SpeechmaticsSTTService enables real-time speech transcription using Speechmatics’ WebSocket API with partial + final results, speaker diarization, and end of utterance detection (VAD).

API Reference

Complete API documentation and method details

Speechmatics Docs

Official Speechmatics documentation and features

Speaker Diarization

Separating out different speakers in the audio

Example Code

Working example with interruption handling

Installation

To use SpeechmaticsSTTService, install the required dependencies:

pip install "pipecat-ai[speechmatics]"

You’ll also need to set up your Speechmatics API key as an environment variable: SPEECHMATICS_API_KEY.

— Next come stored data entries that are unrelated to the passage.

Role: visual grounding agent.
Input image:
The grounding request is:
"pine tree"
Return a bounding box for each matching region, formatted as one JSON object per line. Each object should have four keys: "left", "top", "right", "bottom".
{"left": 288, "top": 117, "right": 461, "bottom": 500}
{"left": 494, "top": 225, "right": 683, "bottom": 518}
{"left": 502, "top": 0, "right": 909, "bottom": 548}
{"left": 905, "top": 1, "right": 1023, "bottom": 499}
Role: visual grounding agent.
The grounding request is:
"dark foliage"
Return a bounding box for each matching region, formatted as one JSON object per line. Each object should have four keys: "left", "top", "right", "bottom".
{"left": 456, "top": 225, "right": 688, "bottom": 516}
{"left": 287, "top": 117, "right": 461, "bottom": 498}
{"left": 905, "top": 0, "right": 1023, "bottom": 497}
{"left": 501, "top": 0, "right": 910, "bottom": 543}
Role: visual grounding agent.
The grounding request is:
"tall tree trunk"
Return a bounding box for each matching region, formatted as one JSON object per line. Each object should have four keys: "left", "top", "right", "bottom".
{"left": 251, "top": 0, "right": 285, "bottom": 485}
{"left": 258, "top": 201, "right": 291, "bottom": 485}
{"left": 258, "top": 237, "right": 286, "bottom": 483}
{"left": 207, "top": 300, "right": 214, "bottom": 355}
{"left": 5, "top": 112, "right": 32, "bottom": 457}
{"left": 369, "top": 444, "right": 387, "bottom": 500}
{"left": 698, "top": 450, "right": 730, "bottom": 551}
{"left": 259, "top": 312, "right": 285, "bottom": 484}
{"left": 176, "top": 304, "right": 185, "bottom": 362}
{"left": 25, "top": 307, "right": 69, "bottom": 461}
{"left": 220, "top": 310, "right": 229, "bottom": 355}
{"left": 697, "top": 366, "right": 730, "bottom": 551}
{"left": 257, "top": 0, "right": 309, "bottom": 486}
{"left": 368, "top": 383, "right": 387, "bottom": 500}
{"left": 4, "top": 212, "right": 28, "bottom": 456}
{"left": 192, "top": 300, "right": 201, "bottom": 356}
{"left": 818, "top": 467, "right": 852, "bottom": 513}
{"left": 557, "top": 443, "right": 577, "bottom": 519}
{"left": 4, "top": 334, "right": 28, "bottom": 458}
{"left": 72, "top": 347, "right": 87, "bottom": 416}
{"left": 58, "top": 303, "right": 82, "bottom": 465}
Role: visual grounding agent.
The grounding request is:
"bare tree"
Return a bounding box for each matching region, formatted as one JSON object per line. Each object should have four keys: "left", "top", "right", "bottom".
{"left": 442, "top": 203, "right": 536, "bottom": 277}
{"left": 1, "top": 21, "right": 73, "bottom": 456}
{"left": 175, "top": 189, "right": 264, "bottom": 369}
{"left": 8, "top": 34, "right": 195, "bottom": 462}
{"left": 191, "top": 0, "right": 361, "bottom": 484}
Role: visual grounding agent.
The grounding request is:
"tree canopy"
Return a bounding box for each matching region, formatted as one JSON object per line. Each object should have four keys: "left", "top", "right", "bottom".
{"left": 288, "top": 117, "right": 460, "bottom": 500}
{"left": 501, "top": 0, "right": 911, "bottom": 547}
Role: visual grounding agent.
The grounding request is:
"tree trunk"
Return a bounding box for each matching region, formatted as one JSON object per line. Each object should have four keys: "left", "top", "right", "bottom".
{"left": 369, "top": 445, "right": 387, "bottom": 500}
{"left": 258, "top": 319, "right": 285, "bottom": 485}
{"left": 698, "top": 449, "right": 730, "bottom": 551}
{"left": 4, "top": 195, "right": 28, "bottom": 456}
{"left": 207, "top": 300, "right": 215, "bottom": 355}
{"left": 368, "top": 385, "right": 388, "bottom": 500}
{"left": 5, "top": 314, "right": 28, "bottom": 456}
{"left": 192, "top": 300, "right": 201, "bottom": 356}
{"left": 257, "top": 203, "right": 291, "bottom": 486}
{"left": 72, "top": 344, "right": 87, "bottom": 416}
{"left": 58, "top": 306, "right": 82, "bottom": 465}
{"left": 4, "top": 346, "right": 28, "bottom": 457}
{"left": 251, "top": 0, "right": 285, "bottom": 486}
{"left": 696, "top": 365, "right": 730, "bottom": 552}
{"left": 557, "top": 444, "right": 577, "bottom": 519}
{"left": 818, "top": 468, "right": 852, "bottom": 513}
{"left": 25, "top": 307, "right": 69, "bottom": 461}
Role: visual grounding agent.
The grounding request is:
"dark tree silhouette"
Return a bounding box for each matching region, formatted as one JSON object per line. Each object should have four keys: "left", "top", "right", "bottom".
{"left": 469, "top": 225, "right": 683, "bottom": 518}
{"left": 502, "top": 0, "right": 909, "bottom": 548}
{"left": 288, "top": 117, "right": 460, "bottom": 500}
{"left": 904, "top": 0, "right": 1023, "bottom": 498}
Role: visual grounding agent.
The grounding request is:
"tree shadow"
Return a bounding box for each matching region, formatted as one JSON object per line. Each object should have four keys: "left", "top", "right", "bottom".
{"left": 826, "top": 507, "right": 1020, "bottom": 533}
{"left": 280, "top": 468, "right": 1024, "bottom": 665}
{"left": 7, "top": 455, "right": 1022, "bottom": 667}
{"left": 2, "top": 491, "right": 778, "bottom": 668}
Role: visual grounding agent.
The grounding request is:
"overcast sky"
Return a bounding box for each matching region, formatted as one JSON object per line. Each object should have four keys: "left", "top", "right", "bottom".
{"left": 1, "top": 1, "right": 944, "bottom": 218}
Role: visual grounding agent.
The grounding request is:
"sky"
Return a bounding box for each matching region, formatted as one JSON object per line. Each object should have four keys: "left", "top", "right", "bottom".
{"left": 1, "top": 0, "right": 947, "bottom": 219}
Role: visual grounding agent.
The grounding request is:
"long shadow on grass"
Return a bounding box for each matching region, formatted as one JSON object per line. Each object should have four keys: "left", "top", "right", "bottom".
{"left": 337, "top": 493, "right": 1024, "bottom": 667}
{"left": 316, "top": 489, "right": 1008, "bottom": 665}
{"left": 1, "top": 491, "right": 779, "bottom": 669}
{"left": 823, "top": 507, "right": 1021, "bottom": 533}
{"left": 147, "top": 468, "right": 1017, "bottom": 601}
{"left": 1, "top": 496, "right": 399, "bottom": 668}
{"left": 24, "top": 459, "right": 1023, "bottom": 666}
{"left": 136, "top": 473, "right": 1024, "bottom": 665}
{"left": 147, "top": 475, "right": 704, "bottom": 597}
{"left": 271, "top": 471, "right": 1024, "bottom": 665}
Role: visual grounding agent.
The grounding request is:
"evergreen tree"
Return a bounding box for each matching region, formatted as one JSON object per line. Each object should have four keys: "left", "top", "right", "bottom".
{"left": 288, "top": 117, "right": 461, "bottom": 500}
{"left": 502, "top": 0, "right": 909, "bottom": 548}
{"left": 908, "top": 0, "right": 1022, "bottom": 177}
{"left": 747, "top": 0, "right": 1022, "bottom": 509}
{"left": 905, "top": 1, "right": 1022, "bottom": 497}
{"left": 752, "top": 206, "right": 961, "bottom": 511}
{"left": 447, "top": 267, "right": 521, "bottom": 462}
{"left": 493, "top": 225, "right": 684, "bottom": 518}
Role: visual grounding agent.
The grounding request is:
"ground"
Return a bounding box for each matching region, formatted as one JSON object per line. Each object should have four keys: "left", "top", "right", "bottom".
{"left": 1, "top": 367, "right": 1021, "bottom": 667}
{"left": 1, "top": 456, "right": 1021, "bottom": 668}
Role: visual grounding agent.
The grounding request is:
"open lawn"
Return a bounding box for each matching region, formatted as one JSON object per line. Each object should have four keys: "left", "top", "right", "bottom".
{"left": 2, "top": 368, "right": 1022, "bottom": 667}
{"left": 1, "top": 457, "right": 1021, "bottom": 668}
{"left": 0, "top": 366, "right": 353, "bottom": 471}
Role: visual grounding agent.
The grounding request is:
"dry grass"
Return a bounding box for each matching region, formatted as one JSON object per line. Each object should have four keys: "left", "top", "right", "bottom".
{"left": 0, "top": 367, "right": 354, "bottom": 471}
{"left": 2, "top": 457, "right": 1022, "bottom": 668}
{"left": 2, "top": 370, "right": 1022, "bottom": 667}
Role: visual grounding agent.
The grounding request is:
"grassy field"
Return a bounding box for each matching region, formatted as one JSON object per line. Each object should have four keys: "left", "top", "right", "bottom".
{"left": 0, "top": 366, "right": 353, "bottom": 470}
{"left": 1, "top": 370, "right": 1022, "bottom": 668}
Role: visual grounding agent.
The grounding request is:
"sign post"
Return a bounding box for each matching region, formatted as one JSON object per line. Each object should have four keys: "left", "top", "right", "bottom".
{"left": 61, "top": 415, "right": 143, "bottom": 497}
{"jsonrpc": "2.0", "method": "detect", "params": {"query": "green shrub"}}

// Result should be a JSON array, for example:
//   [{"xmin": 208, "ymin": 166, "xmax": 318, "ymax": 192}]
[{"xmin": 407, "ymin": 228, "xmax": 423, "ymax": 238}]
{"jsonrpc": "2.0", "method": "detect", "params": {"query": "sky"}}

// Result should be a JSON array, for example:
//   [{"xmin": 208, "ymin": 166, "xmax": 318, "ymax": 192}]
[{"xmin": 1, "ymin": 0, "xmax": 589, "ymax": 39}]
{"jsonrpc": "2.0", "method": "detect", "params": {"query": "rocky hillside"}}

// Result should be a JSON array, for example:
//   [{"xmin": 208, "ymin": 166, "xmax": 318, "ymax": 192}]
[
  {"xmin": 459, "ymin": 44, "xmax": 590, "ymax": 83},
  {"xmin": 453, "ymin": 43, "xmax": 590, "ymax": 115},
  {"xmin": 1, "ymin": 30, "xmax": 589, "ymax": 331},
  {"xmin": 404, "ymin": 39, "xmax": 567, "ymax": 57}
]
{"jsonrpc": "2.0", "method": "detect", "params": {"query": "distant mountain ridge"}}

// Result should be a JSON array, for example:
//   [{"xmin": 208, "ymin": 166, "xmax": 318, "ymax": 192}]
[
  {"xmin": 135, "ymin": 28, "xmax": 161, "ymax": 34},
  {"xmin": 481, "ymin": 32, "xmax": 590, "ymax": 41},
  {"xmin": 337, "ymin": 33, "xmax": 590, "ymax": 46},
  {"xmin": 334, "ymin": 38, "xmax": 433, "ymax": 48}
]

Get your API key from the Speechmatics Portal.

Frames

Input

InputAudioRawFrame - Raw PCM audio data (16-bit, 16kHz, mono)
STTUpdateSettingsFrame - Runtime transcription configuration updates
STTMuteFrame - Mute audio input for transcription

Output

InterimTranscriptionFrame - Real-time transcription updates
TranscriptionFrame - Final transcription results
ErrorFrame - Connection or processing errors

Endpoints

Speechmatics STT supports the following endpoints (defaults to EU2):

Region	Environment	STT Endpoint
EU	EU1	`wss://eu1.rt.speechmatics.com/`
EU	EU2	`wss://eu2.rt.speechmatics.com/`
US	US1	`wss://us1.rt.speechmatics.com/`

Feature Discovery

To check the languages and features supported by Speechmatics STT, you can use the following code:

curl "https://eu2.rt.speechmatics.com/v1/discovery/features"

Language Support

Refer to the Speechmatics docs for more information on supported languages.

Speechmatics STT supports the following languages and regional variants. Setting a language can be done using the language parameter when creating the STT object. The exception to this is English / Mandarin which has the code cmn_en and must be set using the language_code parameter.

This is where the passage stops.